Aussi, les jeunes font état de frontières symboliques fortes d’un quartier à un autre. Qu’ils ou elles vivent dans les « quartiers » ou en « centre-ville », les jeunes grenoblois-es ont le sentiment d’une ville « morcelée » où les jeunes et plus largement les grenoblois-es ne seraient pas très mobiles. Plusieurs jeunes ont ainsi témoigné de cette ségrégation sociale et spatiale.


« Même Teisseire, avant d’y bosser, j’y avais jamais mis les pieds. En fait, le seul endroit que je fréquentais c’était le centre-ville, le campus j’y ai habité deux ans, Saint Bruno aussi. Mais le reste… les Alliés, Capuche , je connais absolument pas et j’y ai jamais mois les pieds. J’ai jamais eu l’occasion d’y aller, c’est pas que j’ai envie d’y aller. Mes potes habitent pas là bas… Je gravite entre le centre-ville et ses environs, on va dire que ça va de Saint Bruno à Ile verte ».

C., 24 ans


« Nous le centre-ville on y allait juste histoire de se promener ou quoi. Sinon, pas vraiment. La plupart même, on demande à des gens, y en a ils ont jamais quitté leur quartier hein ».

H., 22 ans

 

« Je trouve qu'on a beaucoup de quartiers à Grenoble. C'est beaucoup « quartiers ». Après, peut-être parce que aussi moi je reste beaucoup dedans »

A., 23 ans


Outre le fait de ne pas avoir eu l’occasion de découvrir « d’autres quartiers », ils et elles ont globalement conscient-es de l’existence d’une jeunesse grenobloise « à plusieurs vitesses », où les préoccupations et réalités socio-économiques seraient très différentes. Aussi, plusieurs ont évoqué la distinction selon eux des « jeunes des quartiers » et des jeunes « du centre-ville » et dénoncent les inégalités sociales qui l’accompagnent. Certain-es jeunes ont pu souligner leur attachement au quartier et dénoncer la réputation qui lui été réservée.

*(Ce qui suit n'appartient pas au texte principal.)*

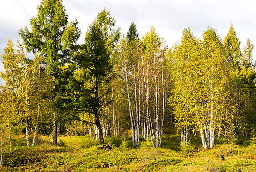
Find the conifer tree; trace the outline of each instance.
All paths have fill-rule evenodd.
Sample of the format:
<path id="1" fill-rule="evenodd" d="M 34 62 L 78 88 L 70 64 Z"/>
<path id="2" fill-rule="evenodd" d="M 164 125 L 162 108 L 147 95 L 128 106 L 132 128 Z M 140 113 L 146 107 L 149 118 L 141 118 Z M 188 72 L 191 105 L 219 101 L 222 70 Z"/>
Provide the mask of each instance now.
<path id="1" fill-rule="evenodd" d="M 21 36 L 29 52 L 38 53 L 44 58 L 51 77 L 53 144 L 57 145 L 57 122 L 60 111 L 58 94 L 64 86 L 60 80 L 64 68 L 70 61 L 75 44 L 80 35 L 76 21 L 68 24 L 66 10 L 62 0 L 43 0 L 38 7 L 38 14 L 30 20 L 31 30 L 21 29 Z"/>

« Ouais, il y a une vraie différence. Tu vois les jeunes ici qui s'en sortent à peine. Tu vas en centre- ville, le loyer, c'est papa qui paye. Tu te dis ils ont pas la réalité de la vie en fait. Moi, je trouve qu'il y a aucun mal, y a aucun mal à venir d'une famille riche et à profiter de ce que ta famille donne. Au contraire, c'est un privilège, faut en profiter. Après je trouve juste que ça ferme l'esprit. Voilà, t'as pas la réalité de la vie (…) ça crée des ministres qui savent pas à combien c'est un paquet de pâtes. »

S., 22 ans


« Après le centre-ville ça me fait pas trop envie. C’est pas la même ambiance. Dans le quartier tout le monde se connaît, tout le monde se dit bonjour. Dans le centre-ville les gens ils connaissent pas leur voisin. Y a pas d’entraide, y a pas de on descend en bas de l’immeuble. Les gens ils se regardent de travers (…) Je sais pas le centre-ville ça me fait pas trop envie, en même temps je me dis y a un moment va falloir que je quitte Villeneuve ».

S., 22 ans







Sources des données :

EMD 2002 et 2010, EMC2 2020


Références :




¹ La mobilité est définie comme le nombre de déplacements moyen/jour/personne en semaine hors vacances.